Quelle: Winsener Anzeigen
Buchholz. Da war mehr drin! Für die Handballerinnen der SGH Rosengarten-Buchholz setzte es in der Buchholzer NordHeideHalle gegen den Tabellenführer TuS Metzingen eine unnötige 20:25-Niederlage. Die starke Defensivleistung konnte durch unzählige vergebene Torchancen nicht belohnt werden.
Schon zu Anfang der Partie deutete sich an, dass es in dieser Begegnung für die Gastgeberinnen an einer mangelnden Chancenverwertung hapern könnte. Beide Seiten agierten mit viel Tempo, ließen dabei aber die Genauigkeit in ihren Aktionen vermissen. Nach dem ersten offenen Schlagabtausch nahmen sich beide Teams mehr Zeit für ihre Angriffe, taten sich dabei aber aus dem Positionsspiel heraus schwer. Nach 15 Minuten hatten die Luchse erst vier Tore erzielt, und Coach Martin Hug nahm die Auszeit. Scheinbar hatte er die richtigen Worte gefunden: Rachel Wilhelm, die schon vorher zwei der vier SGH-Tore erzielt hatte, sorgte mit drei Tempogegenstößen in Folge für den 7:7-Ausgleich in der 19. Minute.

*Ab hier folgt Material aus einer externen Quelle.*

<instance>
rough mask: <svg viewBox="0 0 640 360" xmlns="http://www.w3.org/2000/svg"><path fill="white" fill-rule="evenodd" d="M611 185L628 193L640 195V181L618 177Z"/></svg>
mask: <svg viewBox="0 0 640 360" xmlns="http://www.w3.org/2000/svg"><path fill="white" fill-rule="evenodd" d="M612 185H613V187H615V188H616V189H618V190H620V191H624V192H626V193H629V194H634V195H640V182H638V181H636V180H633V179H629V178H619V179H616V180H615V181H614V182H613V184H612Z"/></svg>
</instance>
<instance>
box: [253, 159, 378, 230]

Hug wechselte schon früh in der Partie viel, brachte Melanie Schliecker für Kaja Schmäschke, Suelin Demir für Sandra Heinzelmann, setzte Janne Wode nur in der Deckung und Pia Hildebrand nur im Angriff ein. „Unter der Woche konnte kaum jemand aus meinem Rückraum trainieren, da habe ich früh mit dem Durchwechseln angefangen“, erklärte Martin Hug, der zudem auf Sanne Hoekstra und Julia Harms verzichten musste.

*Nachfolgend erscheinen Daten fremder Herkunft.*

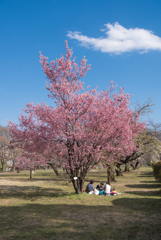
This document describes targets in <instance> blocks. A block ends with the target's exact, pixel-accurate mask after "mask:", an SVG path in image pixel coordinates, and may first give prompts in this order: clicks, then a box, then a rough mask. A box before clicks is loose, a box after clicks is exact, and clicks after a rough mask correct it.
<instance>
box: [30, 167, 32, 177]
mask: <svg viewBox="0 0 161 240" xmlns="http://www.w3.org/2000/svg"><path fill="white" fill-rule="evenodd" d="M30 179H32V170H31V169H30Z"/></svg>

Trotzdem war Rosengarten-Buchholz gut im Spiel, auch dank einer guten Deckungsarbeit, aus der immer wieder Tempogegenstöße gelaufen werden konnten. So brachte Suelin Demir die SGH mit zwei Treffern zum 9:8 wieder in Führung, die bis zwei Minuten vor der Pause gehalten werden konnte. Dann wollten es die Gastgeberinnen zu schnell und schön machen, verloren dabei aber die Kontrolle über den Ball und verstolperten die Angriffe. Das bestrafte Metzingen, das mit einem 4:0-Lauf in den letzten drei Minuten vor dem Seitenwechsel die Führung auf 13:11 ausbaute.
Den Beginn des zweiten Durchgangs verschliefen die Handballerinnen von Martin Hug komplett, und die Gäste setzten sich weiter auf 16:11 ab. Als dann Kaja Schmäschke für zwei Minuten vom Parkett musste, war der Kampfgeist der Luchse wieder geweckt. In der Abwehr ging die Variante – gegen die starke Annamaria Ilyes (10/2) nicht mit einer Manndeckung zu agieren, sondern sich mehr auf die anderen Rückraumspielerinnen zu fokussieren – immer besser auf. Auch Torhüterin Turid Arndt wurde immer stärker, hatte bei ihren Paraden allerdings oft Pech, da der Ball bei Metzingen landete und die Gegnerinnen die zweite Chance nicht liegen ließen. Trotz vieler vergebener Chancen, darunter drei Tempogegenstöße und ein Siebenmeter, konnte Rosengarten-Buchholz den Fünf-Tore-Rückstand auf einen Treffer zum 17:18 verkürzen. „In dieser Phase hatten wir das Spiel absolut im Griff, obwohl wir vereinzelt noch ziemliches Pech hatten“, meinte Hug. Doch im Gegenzug hat die Abwehr bei einem direkt verwandelten Freiwurf aus neun Metern geschlafen. „Das war sehr ärgerlich. Eigentlich müssen wir in dieser Phase in Führung gehen, stattdessen kassieren wir so ein unnötiges Gegentor“, sagte der SGH-Trainer. Diese Aktion war auch der Knackpunkt des Spiels, da die Gastgeberinnen anschließend die Köpfe etwas hängen ließen. „Wir haben gemerkt, dass hier für uns was drin war, aber irgendwie sollte es einfach nicht klappen“, erklärte Hug, der gegen Ende noch einmal alles versuchte und seine Spielerinnen offensiv decken ließ, wodurch bei Metzingen auch die bis dahin wenig torgefährlichen Spielerinnen zu Treffern kamen.
Die Tore für die SGH Rosengarten-Buchholz erzielten Rachel Wilhelm (6), Pia Hildebrand (5/1), Marcella Deen (3), Janne Wode, Suelin Demir und Kaja Schmäschke (je 2).